Does Apache Kafka really preserve the correct message order?

We are told that Apache Kafka preserves the order of messages per topic/topic, but how true is that? In this article, we will analyze several real-world scenarios in which blind acceptance of this dogma can lead to unexpected and misleading message sequences.

Base case: one manufacturer

Let’s start with a basic scenario: one producer sends messages to an Apache Kafka topic with one topic sequentially, one after the other.

In this basic situation, according to a famous mantra, we should always expect the right order. But is it? Depends!

Unstable network

In an ideal world, a single producer scenario should always result in the correct order. But our world is not perfect!
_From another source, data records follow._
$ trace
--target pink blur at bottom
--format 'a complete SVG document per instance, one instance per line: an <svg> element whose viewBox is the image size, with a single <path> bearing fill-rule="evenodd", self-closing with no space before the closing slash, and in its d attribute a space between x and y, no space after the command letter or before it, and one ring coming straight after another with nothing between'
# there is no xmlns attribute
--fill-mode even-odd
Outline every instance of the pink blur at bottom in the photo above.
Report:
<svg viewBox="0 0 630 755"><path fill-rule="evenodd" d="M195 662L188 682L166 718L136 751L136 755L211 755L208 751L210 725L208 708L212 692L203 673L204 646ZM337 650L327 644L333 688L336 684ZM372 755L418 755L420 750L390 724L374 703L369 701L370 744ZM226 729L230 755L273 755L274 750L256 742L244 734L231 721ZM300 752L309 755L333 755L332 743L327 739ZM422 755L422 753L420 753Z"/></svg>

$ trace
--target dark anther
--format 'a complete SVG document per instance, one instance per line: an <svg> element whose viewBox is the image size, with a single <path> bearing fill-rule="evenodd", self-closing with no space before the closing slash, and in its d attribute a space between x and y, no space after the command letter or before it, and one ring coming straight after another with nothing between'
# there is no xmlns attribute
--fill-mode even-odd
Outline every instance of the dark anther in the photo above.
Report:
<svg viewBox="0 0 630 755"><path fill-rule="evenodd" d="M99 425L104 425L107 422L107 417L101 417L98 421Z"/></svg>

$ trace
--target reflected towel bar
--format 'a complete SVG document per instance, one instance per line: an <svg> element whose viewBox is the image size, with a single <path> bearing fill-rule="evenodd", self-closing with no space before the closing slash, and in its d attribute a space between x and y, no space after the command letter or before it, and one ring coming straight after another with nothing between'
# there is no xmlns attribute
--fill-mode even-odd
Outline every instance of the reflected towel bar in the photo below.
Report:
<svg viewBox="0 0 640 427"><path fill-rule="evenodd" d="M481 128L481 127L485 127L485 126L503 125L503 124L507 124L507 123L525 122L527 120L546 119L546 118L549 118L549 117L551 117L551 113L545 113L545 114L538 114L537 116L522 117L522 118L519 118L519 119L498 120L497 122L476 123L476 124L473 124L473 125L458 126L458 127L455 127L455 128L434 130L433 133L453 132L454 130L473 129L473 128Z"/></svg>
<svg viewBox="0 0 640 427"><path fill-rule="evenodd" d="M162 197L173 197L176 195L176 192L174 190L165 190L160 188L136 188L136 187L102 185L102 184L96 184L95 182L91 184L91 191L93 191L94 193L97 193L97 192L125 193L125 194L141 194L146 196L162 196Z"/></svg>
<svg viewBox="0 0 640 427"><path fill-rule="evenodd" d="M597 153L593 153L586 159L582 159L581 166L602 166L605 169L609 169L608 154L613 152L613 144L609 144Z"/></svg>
Various network paths, errors, and delays can cause a message to be delayed or lost.

Let’s imagine the situation below: one producer sends three messages to a topic:

  • Сообщение 1 finds a long network route to Apache Kafka for some reason

  • Сообщение 2 finds the fastest network route to Apache Kafka

  • Сообщение 3 lost on the net

Even in this basic scenario with only one manufacturer, we might get an unexpected series of posts in a thread. The end result in a Kafka topic will only show two persisted events with an unexpected order 2, 1.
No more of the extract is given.